El ánimo previsor y el pánico se heredan. Varias comunidades del País Vasco sobrevivieron durante la guerra civil gracias a los garbanzos que enviaban ricos agricultores de Monterrey. Sólo eso conseguía mi abuela cruzando bajo las balas. Unos días antes del bombardeo a Bagdad, en enero del 91, me vi comprando en un supermercado de Mixcoac varias latas gigantes de chícharos —no había garbanzos—. «Hambre que espera hartura», decía mi abuela, «no es hambre, es apetito». Yo también soy risible.


Si el futuro te asusta y te avergüenza el pasado, atrinchérate en el presente, ese lugar imposible donde la conciencia se esfuma.


Cuántas cosas se preservan en una maleta vacía.

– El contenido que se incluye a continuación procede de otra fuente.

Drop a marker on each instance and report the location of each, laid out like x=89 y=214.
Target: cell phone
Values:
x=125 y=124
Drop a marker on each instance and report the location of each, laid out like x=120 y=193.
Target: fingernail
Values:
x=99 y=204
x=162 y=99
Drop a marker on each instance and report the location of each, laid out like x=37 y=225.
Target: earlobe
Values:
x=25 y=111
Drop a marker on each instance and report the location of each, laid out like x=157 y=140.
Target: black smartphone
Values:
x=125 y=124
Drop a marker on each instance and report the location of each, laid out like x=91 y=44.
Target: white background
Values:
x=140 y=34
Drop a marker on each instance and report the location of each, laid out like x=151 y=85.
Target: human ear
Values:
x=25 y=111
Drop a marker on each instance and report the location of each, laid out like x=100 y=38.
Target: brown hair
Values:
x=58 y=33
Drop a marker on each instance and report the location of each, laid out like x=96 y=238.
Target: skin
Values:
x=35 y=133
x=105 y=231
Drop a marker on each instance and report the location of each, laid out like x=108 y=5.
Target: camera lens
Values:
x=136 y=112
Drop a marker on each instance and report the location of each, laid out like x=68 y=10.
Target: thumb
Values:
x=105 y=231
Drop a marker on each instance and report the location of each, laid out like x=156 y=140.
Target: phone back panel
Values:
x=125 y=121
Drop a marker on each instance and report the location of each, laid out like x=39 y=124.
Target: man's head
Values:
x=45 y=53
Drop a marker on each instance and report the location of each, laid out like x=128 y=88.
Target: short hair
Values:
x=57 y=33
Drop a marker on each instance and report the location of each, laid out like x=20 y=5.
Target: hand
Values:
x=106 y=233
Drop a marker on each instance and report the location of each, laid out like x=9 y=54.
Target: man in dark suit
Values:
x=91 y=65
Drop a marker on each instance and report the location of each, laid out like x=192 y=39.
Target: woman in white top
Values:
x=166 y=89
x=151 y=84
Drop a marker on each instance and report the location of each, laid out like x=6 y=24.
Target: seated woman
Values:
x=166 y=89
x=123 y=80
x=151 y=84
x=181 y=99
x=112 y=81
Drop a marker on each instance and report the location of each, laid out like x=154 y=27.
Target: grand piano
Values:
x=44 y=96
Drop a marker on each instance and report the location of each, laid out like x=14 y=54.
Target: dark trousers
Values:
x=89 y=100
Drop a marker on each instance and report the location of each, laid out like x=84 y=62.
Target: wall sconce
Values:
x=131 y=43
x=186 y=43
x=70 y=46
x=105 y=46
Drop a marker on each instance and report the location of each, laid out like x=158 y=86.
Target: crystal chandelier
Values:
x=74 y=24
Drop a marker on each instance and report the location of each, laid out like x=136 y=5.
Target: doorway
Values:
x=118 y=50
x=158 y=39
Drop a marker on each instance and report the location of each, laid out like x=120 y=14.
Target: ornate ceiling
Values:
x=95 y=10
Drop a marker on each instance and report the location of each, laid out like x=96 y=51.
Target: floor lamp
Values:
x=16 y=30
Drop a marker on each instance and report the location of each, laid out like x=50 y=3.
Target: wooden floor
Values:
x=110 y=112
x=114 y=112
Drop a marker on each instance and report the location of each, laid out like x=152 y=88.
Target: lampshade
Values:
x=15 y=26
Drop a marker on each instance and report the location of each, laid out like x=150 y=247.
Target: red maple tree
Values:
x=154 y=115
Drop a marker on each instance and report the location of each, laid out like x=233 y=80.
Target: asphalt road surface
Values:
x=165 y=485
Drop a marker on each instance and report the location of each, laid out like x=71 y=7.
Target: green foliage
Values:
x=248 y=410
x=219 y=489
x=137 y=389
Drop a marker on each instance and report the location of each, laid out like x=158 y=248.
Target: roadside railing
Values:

Entrar en amistad con la ola que te revuelca, con el techo que se desploma, la bala que te penetra, la niebla que te obnubila, la inundación que te ahoga, el dolor que te desmiembra, el terror que te paraliza, el aliento que te estrangula, las fauces que te desgarran, el filo que te deshoja… No sabemos todavía pervivir.


Nómadas fuimos en tiempos santos. Ahora sólo somos despojados.


Yo también usé el presente para huir, olvidarme de santo y seña, hacer caso omiso del tiempo y de mi índole mortal. Fueron cómplices la luz cambiante y un agudo dolor físico en oleadas.


Volverse madera,

Descansar entre las grietas,

Respirar por la herida.


En torno del poema, de su alta densidad, hay un vacío. Es ése nuestro hogar, nuestro refugio.

Ciudad de México, 6 de marzo de 2022.


[1] Fragmento de mi libro Emilio y el viaje sin tesoro, Fondo de Cultura Económica, México, 2009.